|MSU Agricultural, Food, and Resource Economics||Graduate Education > Environment|
Environmental and Resource Economics
The environmental and resource economics (ERE) field emphasizes expertise in applying economic theory and empirical methods to the analysis of environmental and natural resource problems. In completing the requirements for the field, students are expected to acquire a working knowledge of historical and contemporary environmental and natural resource problems and policies and an understanding of the role of market behavior as well as formal and informal institutions for determining environmental and resource outcomes. They also develop expertise in the elements of economic theory and empirical methods that are particularly relevant to the study of these issues.
Faculty working in the ERE field have special expertise in economics of land use, water resources, energy, ecosystem management, non-market valuation, property rights, resource dynamics, and policy design to achieve environmental objectives.
Course work in the ERE field allows students to develop advanced skills in analytical methods used in environmental and resource economics research. Such methods include optimal control theory, policy evaluation under uncertainty, techniques of non-market valuation, hedonic analysis as applied to the pricing and provision of multi-attribute goods, and location theory. Courses focus on theories and methods of environmental and natural resource economics and the application of these tools to issues of policy importance. Specific course requirements for the Ph.D. field in ERE are provided below. Masters students with an interest in ERE will put together an appropriate program of courses in the field in consultation with their major advisor and committee.
This course program is also linked to an interdepartmental graduate specialization in environmental and resource economics at MSU. This specialization is directed by economists from the Departments of Agricultural, Food, and Resource Economics (AFRE), Forestry (FOR), Fisheries and Wildlife (FW), and Community, Agriculture, Resource, and Recreation Studies (CARRS). By fulfilling the requirements of this specialization, which involves little if any additional course work beyond that required for degrees AFRE, students can receive a formal transcript certification indicating that a graduate specialization in environmental and resource economics has been accomplished. For more information, see http://www.reg.msu.edu/academicprograms/ProgramDetail.asp?Program=5203 and http://www.reg.msu.edu/academicprograms/ProgramDetail.asp?Program=5202
MSU's recently established Environmental Science and Policy Program also sponsors a doctoral specialization in environmental science and policy. For more information on the ESP Program, and for links to all doctoral programs with environmental content at MSU, see http://environment.msu.edu.
Major research projects have focused on evaluation of the benefits of improved water quality, economic sustainability, bioenergy policy, analysis of economic incentives to achieve public policy objectives, prevention and control of invasive alien species, infectious disease in wildlife systems, corporate environmental management, recreational demand modeling and improvements in theory and empirical methods.
Ph.D. students with a major field in ERE take two required courses:
* AEC 923 Advanced Environmental and Resource Economics
In addition, the Ph.D. major requires choosing one additional course from the following menu.
AEC 829 Economics of Environmental Resources
Masters students with an interest in environmental and resource economics should put together a suitable course program in conjunction with their major advisor and committee.

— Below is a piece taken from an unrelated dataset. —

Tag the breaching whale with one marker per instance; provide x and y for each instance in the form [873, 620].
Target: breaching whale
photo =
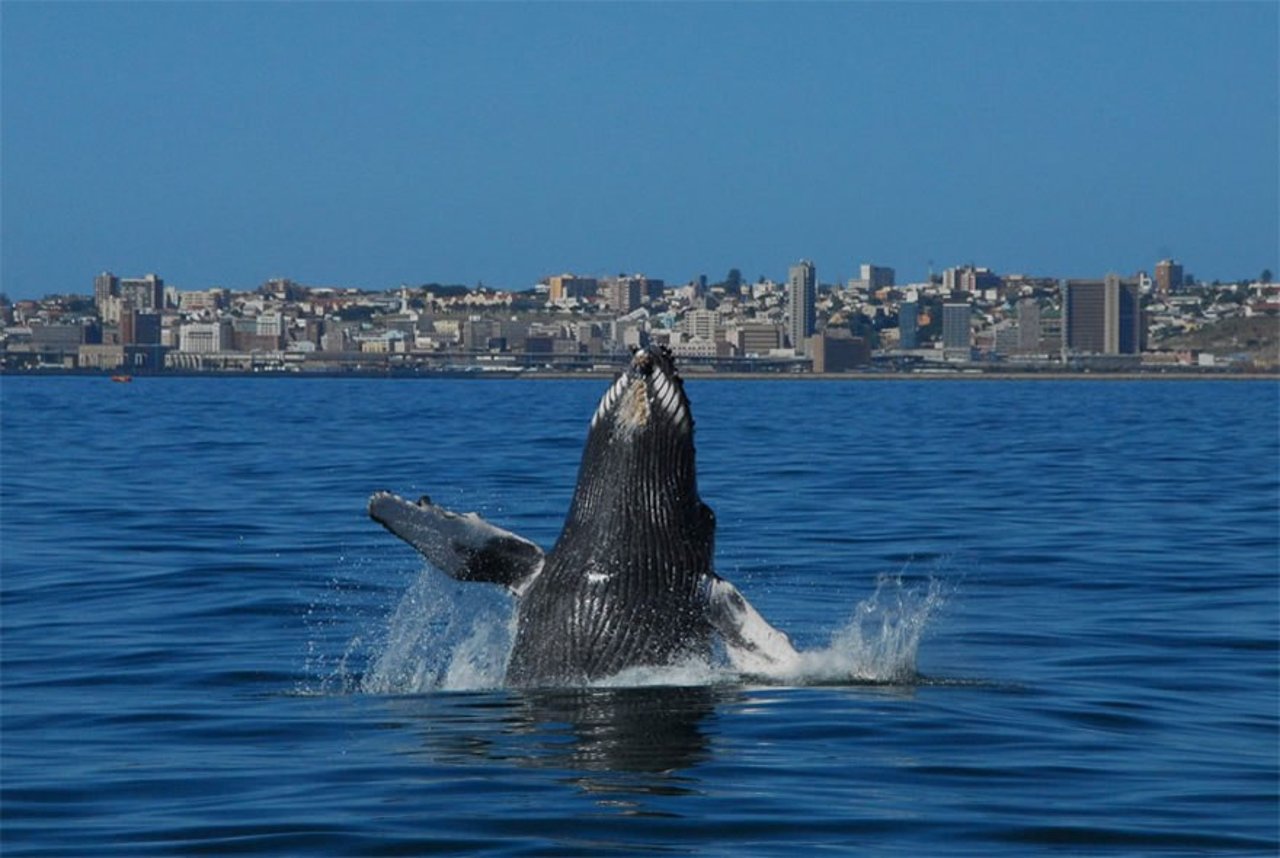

Other Courses of Potential Interest
In addition to the courses listed above there are other courses across the University that may be of potential interest to students with an interest in the field. These include:
AEC 865 Agricultural Benefit-Cost Analysis
Soren T. Anderson, Assistant Professor of Economics and Agricultural, Food, and Resource Economics; Ph.D., University of Michigan, 2008; energy and environmental economics.
John P. Hoehn, Professor; Ph.D., Kentucky, 1983; environmental and natural resource economics, nonmarket valuation, benefit-cost analysis.
Richard D. Horan, Professor; Ph.D., Pennsylvania State, 1997; environmental and natural resource economics and policy, ecosystem conservation and management, bioeconomics, disease management, invasive species, water quality policy.
Patricia E. Norris, Guyers-Seevers Chair in Natural Resource Conservation; Ph.D., Virginia Tech, 1988; land and water resource economics, water use and allocation, natural resource policy.
Paul B. Thompson, W. K. Kellogg Professor in Agricultural, Food and Community Ethics; Ph.D., State University of New York at Stony Brook, 1980; pragmatism in practical ethics, risks and ethics of agricultural and food biotechnology, philosophy of technology and economics.
Jinhua Zhao, Professor of Economics and Agricultural, Food and Resource Economics; PhD., Berkeley, 1997; resource and energy economics.